I briefly told the assassin the story I have already told you. When I was finished, she said,
“You’ve really been working here for eight years?”
“Eight and a half.”
I had made a very bad mistake about my captor’s motives, but I must have piqued her curiosity, for otherwise I would already be dead. And even if I couldn’t talk my way out of this and persuade her to spare me, I still had a couple of weapons she hadn’t found. I risked a lie, said that her net had compromised my suit’s thermal integrity. I told her that I was losing heat to the frozen ground; that I would freeze to death if I didn’t get up.
She told me I could sit up, and to do it slowly.
As I got my feet under me, squatting on my haunches in front of her, I glanced up at the top of the ridge and made a crucial triangulation.
She said, “My instructors told me that I would live no more than a year.”
“Perhaps they told you that you would burn briefly but very brightly—that’s what they told me. But they lied. I expect they lied about a lot of things, but I promise to tell you only the truth. We can leave here, and go anywhere we want to.”
“I have a job to finish. People to kill, riots to start.”
The assassin took a long step sideways to the cart, took something the size of a basketball from the net behind its seat, bowled it towards me. It bounced slowly over the dusty ground and ended up between my legs: the severed head of an old woman, skin burnt black with cold, eyes capped by frost.
“The former leader of the parliament of Sparta, Tethys,” the assassin said. “I left the body pinned to the ground in one of the fields where her friends work, with an amusing little message.”
“You are trying to start a war amongst the prisoners. Perhaps the people who sent you here are hoping that the scandal will close the facility. Perhaps they think it is the only chance they’ll have of freeing their comrades. Who are you working for, by the way?”

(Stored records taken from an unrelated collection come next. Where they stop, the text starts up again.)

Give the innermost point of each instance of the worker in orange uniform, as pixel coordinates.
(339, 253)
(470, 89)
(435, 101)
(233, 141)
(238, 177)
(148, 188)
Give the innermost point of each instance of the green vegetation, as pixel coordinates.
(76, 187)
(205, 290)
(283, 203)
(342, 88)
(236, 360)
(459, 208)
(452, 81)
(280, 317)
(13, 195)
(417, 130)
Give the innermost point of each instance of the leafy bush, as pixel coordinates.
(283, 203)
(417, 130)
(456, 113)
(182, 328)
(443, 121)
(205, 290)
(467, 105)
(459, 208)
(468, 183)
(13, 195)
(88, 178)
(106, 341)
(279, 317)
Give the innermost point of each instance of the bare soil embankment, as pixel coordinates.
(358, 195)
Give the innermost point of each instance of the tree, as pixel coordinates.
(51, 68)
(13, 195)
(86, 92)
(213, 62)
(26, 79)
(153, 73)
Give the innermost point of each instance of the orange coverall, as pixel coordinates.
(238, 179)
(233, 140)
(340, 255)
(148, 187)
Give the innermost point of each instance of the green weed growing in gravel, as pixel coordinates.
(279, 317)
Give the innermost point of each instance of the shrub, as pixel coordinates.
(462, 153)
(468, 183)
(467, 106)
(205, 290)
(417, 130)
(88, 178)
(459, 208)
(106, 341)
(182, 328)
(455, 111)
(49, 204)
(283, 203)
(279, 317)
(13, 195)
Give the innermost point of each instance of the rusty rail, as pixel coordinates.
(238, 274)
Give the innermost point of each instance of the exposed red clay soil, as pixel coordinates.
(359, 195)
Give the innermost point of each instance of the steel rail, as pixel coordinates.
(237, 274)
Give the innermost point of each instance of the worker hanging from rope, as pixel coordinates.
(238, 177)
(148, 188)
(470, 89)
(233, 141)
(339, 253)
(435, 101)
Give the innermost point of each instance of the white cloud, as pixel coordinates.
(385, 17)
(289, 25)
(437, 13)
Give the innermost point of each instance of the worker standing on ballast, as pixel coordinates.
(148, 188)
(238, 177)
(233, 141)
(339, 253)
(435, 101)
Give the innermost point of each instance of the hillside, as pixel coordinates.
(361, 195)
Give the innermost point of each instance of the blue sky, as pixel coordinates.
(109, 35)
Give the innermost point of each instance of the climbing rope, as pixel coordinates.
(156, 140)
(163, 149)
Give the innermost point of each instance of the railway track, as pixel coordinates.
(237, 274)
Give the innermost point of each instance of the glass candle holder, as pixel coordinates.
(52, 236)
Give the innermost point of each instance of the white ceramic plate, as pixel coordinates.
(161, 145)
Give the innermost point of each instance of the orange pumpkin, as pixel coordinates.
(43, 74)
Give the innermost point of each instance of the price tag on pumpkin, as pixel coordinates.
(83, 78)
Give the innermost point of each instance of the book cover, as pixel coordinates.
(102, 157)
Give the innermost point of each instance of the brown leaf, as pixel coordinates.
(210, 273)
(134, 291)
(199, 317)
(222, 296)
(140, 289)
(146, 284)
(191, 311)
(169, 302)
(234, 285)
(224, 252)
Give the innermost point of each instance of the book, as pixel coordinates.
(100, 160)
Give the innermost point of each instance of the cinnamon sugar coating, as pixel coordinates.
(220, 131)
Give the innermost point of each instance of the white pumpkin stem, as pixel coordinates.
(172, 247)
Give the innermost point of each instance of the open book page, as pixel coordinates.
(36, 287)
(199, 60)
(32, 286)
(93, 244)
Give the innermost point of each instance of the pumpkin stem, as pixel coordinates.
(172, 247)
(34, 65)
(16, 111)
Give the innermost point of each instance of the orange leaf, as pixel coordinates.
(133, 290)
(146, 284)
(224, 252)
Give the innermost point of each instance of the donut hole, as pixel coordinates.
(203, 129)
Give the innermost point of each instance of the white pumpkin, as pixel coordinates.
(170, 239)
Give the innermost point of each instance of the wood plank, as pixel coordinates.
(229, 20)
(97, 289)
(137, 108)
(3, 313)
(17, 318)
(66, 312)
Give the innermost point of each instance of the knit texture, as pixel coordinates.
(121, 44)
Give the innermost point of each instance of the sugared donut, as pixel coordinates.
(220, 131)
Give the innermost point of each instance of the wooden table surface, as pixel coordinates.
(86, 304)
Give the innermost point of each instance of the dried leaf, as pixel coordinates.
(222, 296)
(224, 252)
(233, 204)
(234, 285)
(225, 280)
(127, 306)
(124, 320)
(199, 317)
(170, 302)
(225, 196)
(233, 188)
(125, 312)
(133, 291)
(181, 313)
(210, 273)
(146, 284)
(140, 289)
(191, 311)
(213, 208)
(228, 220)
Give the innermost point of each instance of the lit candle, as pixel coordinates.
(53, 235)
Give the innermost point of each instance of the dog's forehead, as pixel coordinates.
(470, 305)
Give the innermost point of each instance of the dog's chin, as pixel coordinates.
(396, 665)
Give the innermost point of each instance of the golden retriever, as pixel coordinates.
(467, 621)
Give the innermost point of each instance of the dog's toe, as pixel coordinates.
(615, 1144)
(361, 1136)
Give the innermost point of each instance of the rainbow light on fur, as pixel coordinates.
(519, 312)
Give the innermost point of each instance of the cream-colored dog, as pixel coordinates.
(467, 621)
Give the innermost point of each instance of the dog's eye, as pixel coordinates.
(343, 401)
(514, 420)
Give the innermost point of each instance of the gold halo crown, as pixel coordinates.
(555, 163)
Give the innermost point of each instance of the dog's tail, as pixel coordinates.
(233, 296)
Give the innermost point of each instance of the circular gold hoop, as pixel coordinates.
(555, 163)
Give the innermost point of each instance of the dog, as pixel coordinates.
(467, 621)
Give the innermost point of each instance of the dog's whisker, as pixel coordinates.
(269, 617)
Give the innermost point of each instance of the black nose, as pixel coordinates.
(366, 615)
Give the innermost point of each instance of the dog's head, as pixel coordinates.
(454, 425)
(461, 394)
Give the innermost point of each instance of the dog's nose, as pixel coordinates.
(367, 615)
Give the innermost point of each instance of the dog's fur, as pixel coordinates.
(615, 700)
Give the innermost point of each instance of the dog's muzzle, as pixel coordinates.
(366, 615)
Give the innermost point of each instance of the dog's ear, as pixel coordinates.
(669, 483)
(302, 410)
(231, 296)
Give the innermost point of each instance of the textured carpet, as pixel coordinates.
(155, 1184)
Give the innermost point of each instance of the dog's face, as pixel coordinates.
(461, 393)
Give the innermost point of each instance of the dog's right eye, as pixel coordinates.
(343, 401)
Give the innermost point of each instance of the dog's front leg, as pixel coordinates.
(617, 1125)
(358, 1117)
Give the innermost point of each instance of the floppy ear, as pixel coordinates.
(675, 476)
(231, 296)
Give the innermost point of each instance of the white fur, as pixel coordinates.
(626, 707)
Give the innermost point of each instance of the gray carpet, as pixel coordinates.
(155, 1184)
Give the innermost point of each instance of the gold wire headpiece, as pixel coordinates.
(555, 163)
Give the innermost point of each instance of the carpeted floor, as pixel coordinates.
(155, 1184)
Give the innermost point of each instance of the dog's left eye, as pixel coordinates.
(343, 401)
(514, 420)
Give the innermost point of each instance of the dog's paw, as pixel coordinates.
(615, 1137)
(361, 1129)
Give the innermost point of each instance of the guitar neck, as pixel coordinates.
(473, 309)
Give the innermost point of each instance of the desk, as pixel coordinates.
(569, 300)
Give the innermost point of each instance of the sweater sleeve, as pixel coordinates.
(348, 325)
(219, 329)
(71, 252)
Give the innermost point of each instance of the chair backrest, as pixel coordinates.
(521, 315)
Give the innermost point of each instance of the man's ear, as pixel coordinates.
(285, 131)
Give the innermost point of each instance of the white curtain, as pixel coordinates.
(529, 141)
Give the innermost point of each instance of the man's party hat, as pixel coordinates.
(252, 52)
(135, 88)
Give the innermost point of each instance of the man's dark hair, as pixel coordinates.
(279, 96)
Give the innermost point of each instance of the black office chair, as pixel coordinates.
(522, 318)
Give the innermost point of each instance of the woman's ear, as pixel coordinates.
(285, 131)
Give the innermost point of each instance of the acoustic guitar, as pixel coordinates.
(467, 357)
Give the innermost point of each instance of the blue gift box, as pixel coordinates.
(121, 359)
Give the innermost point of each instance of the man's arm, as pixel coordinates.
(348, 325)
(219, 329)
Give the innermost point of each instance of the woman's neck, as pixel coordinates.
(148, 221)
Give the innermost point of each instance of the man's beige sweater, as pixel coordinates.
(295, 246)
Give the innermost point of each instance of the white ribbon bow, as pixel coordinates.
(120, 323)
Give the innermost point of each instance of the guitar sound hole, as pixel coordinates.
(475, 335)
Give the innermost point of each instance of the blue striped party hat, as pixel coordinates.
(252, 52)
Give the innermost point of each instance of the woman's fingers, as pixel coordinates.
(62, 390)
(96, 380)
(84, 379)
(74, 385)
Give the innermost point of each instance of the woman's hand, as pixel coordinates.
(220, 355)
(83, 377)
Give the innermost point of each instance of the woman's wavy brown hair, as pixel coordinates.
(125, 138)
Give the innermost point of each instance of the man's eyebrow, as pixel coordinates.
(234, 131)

“I’ll ask the questions,” the assassin said.
I asked her how she would escape when she was finished. “There’s a special team on the way. If you’re still here when they arrive, they’ll hunt you down and kill you.”
“So that’s why you came after me. You were frightened that this team would find you while they were hunting me.”
She may have been young, but she was smart and quick.
I said, “I came because I wanted to talk to you. Because you’re like me.”
“Because after all these years of living amongst humans, you miss your own kind, is that it?”
Despite the electronic distortion, I could hear the sneer in the assassin’s voice. I said carefully, “The people who sent you here—the people who made you—have no plans to extract you when you are finished here. They do not care if you survive your mission. They only care that it is successful. Why give your loyalty to people who consider you expendable? To people who lied to you? You have many years of life ahead of you, and it isn’t as hard to disobey your orders as you might think. You’ve already disobeyed them, in fact, when you reached out to me. All you have to do is take one more step, and let me help you. If we work together, we’ll survive this. We’ll find a way to escape.”
“You think you’re human. You’re not. You’re exactly like me. A walking dead man. That’s what our instructors called us, by the way: the dead. Not ‘Dave.’ Not anything cute. When we were being moved from one place to another, they’d shout out a warning: ‘Dead men walking.’”
It is the traditional warning when a condemned person is let out of their cell. Fortunately, I’ve never worked in Block H, where prisoners who have murdered or tried to murder fellow inmates or guards await execution, so I’ve never heard or had to use it.